Davon wollen die Betroffenen jedoch nichts wissen: Der Bundesrat lehnt den Vorschlag ab. Die organisatorischen Unterschiede zwischen den Departementen seien so gross, dass einheitliche Vorgaben nicht sinnvoll seien. Überdies wären diese in der Praxis auch kaum umsetzbar, wie der Bundesrat festhält. Mit anderen Worten: So sehr sich die Bundesräte über (manche) Indiskretionen ärgern – zu sehr einschränken lassen wollen sie sich dann doch nicht.

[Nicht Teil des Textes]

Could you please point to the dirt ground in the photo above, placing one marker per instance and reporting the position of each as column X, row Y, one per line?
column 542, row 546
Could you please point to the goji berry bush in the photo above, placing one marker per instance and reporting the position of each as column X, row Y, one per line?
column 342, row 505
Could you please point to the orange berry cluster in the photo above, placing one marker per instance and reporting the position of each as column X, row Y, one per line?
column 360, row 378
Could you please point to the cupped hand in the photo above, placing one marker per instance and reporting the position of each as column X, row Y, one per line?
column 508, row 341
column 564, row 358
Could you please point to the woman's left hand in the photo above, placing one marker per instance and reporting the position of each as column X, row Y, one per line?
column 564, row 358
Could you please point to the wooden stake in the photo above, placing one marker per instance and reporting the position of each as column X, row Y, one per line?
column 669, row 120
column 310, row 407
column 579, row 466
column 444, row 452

Somit bleibt wenig Handfestes übrig. Da Indiskretionen fast immer straflos bleiben, versucht der Bundesrat, die Drohkulisse zu verstärken: Er möchte den Zugriff auf Randdaten von Systemen zur Bearbeitung von Bundesratsgeschäften vereinfachen, um allfällige Verräter aufspüren zu können. Weiter soll regelmässig überprüft werden, wer weshalb Zugriff auf die Datenbank der heiklen Geschäfte nimmt. Zudem ist die Rede von verwaltungsinternen «Sensibilisierungsmassnahmen».

Sehr eilig scheint es der Bundesrat aber nicht zu haben. Letzten September hat er beschlossen, ein internes «Merkblatt über die Aufklärung und Ahndung von Indiskretionen und Amtsgeheimnisverletzungen» verfassen zu lassen. Vorliegen soll das Papier Ende Juni 2024.

Fazit: Der Kampf gegen Indiskretionen dürfte immer weitergehen, weil diese sich ebenso wenig ausrotten lassen wie die Scheinheiligkeit der Medien, die die Leaks, von denen sie heute profitieren, morgen wortreich kritisieren.